Un jour, je ne deviendrai pas rattachiste

Les gémellités européennes: III France/Wallonie
Toudi mensuel n°36-37, mars-avril 2001
Francophonie

La Francophonie


La langue française a (...) «échappé» à l’Etat-nation qui l’a mise au monde (...) le bel oiseau a quitté son nid et (...) elle a fait beaucoup de «petits», elle s’est en un mot, multipliée (...) Si la langue française est une patrie, on voit bien également que la langue française elle-même n’a plus de patrie au sens géopolitique du terme. Si elle n’a plus de patrie, c’est qu’elle en a plusieurs. Tellement que la voici apatride. Elle est en Europe, aux Amériques, en Afrique, en Asie, en Océanie.

Paul-Henry Gendebien (*)

[Habituellement, je ne m’exprime pas dans TOUDI de manière autobiographique, mais je vais le faire ici car parler ainsi n’engage que soi et la question abordée est délicate. En outre, une vie singulière ressemble à d’autres. J‘en rejoindrai beaucoup par le coeur. Me pardonneront-ils une position qu’ils n’aimeront pas tous? Je le leur demande...]

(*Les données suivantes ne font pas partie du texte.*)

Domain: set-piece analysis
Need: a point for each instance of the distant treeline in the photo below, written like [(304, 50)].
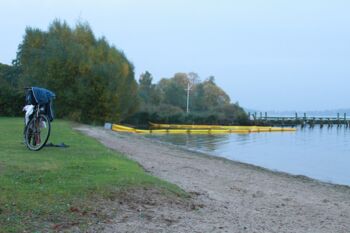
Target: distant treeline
[(94, 83)]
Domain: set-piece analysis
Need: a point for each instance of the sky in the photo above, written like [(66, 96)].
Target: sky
[(266, 54)]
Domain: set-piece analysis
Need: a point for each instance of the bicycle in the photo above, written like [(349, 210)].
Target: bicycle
[(39, 114)]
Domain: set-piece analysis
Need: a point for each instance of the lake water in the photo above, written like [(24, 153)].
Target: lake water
[(323, 154)]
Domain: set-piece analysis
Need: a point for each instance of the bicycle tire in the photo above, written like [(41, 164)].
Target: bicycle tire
[(32, 135)]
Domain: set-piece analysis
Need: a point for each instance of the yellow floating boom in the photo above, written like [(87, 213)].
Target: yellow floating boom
[(175, 126), (203, 130)]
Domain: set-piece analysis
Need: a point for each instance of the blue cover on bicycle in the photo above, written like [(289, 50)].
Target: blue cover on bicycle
[(42, 95)]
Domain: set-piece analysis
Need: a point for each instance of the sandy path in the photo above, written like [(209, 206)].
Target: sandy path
[(230, 196)]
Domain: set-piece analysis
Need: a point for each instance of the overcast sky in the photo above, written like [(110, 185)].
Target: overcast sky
[(267, 55)]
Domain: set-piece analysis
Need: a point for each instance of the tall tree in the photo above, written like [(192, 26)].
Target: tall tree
[(93, 80)]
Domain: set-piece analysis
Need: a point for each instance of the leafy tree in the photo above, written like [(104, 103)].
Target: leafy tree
[(93, 81), (11, 99)]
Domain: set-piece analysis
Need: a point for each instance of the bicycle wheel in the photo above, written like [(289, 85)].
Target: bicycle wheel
[(37, 132)]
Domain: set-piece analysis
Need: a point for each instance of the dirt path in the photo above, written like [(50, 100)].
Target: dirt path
[(227, 196)]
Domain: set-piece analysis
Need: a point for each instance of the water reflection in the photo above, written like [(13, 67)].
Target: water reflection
[(321, 153)]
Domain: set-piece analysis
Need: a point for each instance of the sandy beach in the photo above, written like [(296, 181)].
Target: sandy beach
[(226, 196)]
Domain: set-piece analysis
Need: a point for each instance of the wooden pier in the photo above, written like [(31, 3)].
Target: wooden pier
[(304, 120)]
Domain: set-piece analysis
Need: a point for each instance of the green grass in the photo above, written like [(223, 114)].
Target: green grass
[(40, 190)]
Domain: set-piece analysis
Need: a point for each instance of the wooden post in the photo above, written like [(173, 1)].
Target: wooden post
[(338, 118)]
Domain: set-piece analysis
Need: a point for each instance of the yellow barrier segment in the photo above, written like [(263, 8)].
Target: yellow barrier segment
[(243, 130), (233, 127)]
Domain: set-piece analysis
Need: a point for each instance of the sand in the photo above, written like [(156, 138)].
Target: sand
[(226, 196)]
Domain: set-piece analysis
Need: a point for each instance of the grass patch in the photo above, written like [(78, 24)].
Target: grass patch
[(57, 186)]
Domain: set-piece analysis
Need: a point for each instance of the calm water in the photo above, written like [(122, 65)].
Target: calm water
[(322, 154)]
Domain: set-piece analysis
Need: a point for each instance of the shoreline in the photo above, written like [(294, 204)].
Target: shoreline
[(247, 165), (232, 196)]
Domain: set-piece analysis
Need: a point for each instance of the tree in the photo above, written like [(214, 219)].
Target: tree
[(93, 81)]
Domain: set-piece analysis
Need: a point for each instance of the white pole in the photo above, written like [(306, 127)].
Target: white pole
[(188, 96)]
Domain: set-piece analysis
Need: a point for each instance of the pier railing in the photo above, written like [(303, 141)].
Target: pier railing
[(303, 120)]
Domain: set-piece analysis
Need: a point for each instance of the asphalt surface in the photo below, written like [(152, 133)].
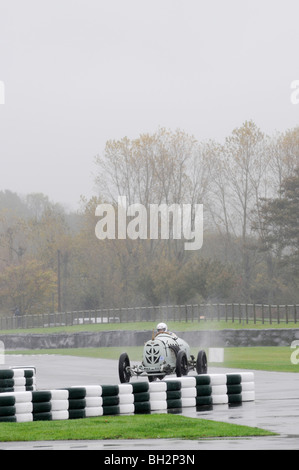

À la fin de mes quinze ans, je refermai les Mémoires de guerre de De Gaulle et, à cette minute, je reniai la Belgique, pour toujours. Cette conversion m’a été longtemps suspecte. De Gaulle était considéré comme de droite...

Mais voici ce que fut mon sentiment. La Belgique m’apparut à la lecture de ces «Mémoires» (histoire d’une passion), radicalement dépourvue de toute chance d’inspirer la même chose et d’y jamais prétendre.

Dans le vocabulaire de J-M Ferry, la Belgique, a peut-être, parfois, été «communauté morale», de «valeurs partagées» dont les membres pouvaient dire «nous». Mais ne se présenta pas souvent comme cela et, aujourd’hui, va vers sa disparition.

Cessant d’être belge, je pensais ne pouvoir être que français. Les tensions communautaires me semblaient la possibilité de détruire la Belgique pour aller à la France. Mes compagnons d’études, de mouvements de jeunesse, sans se rallier nécessairement à ma manière de voir s’en scandalisaient peu. Partout où je suis allé, on chantait la Marseillaise.

À la grande Journée wallonne de 1968, je vis les ouvriers défiler (Liège, Charleroi) avec des coqs wallons sans saisir le lien entre conscience wallonne et ouvrière même si j‘étais de gauche.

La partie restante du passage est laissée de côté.